Asha has been accepted into a prestigious doctorate program at MIT. Her Bengali parents couldn’t be more pleased, but when she runs into Cyrus Jones, an old high school flame, they quickly marry. Cyrus is happy living in her parents’ basement, studying what interests him and writing rituals for people who want to commemorate important events, but not in a traditional way. Asha wants something more.

With help from a longtime friend, the three create a new algorithm that pairs with Asha’s innovative AI work. Almost immediately, Asha drops out of MIT, and she and Cyrus go to work for Utopia, an exclusive tech incubator. Their new social media platform quickly attracts millions of people asking for personalized rituals built around the things that matter to them.

Asha, Cyrus and the friend work around the clock. As the company’s success skyrockets, the three hire more and more people, hoping to keep up with customers’ hunger for meaningful connections.
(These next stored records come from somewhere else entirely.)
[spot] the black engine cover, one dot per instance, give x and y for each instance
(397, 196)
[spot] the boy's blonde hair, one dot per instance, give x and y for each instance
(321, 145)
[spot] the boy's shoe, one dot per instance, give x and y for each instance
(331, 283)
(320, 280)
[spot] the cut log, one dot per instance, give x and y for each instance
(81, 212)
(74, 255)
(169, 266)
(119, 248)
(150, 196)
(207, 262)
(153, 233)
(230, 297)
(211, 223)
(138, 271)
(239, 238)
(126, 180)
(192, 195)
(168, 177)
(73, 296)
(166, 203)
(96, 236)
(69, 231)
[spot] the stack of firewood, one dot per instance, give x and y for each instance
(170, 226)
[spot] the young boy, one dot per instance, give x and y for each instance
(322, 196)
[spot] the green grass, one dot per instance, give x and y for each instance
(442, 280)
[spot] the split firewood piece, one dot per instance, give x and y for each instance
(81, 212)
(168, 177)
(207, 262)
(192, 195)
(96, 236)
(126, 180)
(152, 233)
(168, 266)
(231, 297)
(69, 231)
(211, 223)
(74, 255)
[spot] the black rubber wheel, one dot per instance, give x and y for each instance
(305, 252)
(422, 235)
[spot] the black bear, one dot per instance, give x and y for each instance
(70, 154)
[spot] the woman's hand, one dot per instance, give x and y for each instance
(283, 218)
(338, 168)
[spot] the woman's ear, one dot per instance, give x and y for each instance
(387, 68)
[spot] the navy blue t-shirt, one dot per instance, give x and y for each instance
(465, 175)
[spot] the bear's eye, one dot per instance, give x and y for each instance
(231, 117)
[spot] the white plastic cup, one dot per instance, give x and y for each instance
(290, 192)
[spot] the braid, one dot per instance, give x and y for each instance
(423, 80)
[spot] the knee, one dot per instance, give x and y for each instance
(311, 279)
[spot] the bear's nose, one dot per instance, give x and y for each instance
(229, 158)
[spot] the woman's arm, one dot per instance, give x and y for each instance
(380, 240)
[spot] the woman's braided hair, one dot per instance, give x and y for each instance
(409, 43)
And then, one fine day, something dreadful happens.

I liked the author’s voice and found the story an easy read with interesting insight into the tech world and a bit of wisdom about the workings of the human heart. This would be a great choice for a book club, too.

Mystery Fans Nightstand

Everyone knows I’m not a mystery fan, although I do read a few with my ears. However, I used my eyes to take in We Are All the Same in the Dark, just out in paperback by Grapevine author Julia Heaberlin.

I’m glad I did. By Chapter 10, I was highlighting top-notch phrases such as “One stubborn dandelion seed is left, like a holdout juror in a trial.” Or “I’ve been whittling away at my Oklahoma accent, too, even though it’s always there, a worm wanting out of a hole.”

This is the story of a one-eyed girl, a one-legged cop, a man with a precarious grip on reality, an unsolved mystery — make that two — and a Texas town with buried secrets.

With this book, I think the author, who was once my editor at the Star-Telegram, has become a first-rate storyteller and a darned fine wordsmith who has four other novels to her credit.

It’s no wonder that the Writers’ League of Texas has just named this title tops in its 2020 general fiction category or that Sister Pictures, an independent studio, has optioned this USA Today bestseller for television.

Congrats, Julia.

I never tire of true stories of Texas pioneers who bet their lives that they can gouge out a place for themselves on the unforgiving frontier and then, against all odds, do it.

In October, I’ll add another of these histories to my Texana library. It’ll Rain Someday… Always Does is written by my friend and retired art dealer Carol Durham Henderson and published by TCU Press; the fall release date is pending.

It’ll Rain Someday is the story of her great-grandfather, Thomas Henry Cherryhomes, who was born in 1860 and left home at 16 with a Colt .45-caliber revolver, a horse, a saddle, $12 and a steely determination to make his own way.

By the time he was 30, Cherryhomes was acquiring land, driving hard bargains, shaping — and, yes, being shaped — by frontier Texas.

When he died in 1943, he owned more than 30,000 acres near Jacksboro, Texas. Carol inherited her mother’s portion of that ranch and now shares ownership with her two children.

“I’ve been thinking about this book for 30 years,” she says. “I thought my great-grandfather’s story was so remarkable, it needed to be out there.”

And so, she set about gathering old letters and forgotten photographs. She stitched together bits of family lore and allowed T.H. Cherryhomes to breathe again.

I can’t wait to see the man who has emerged from her research.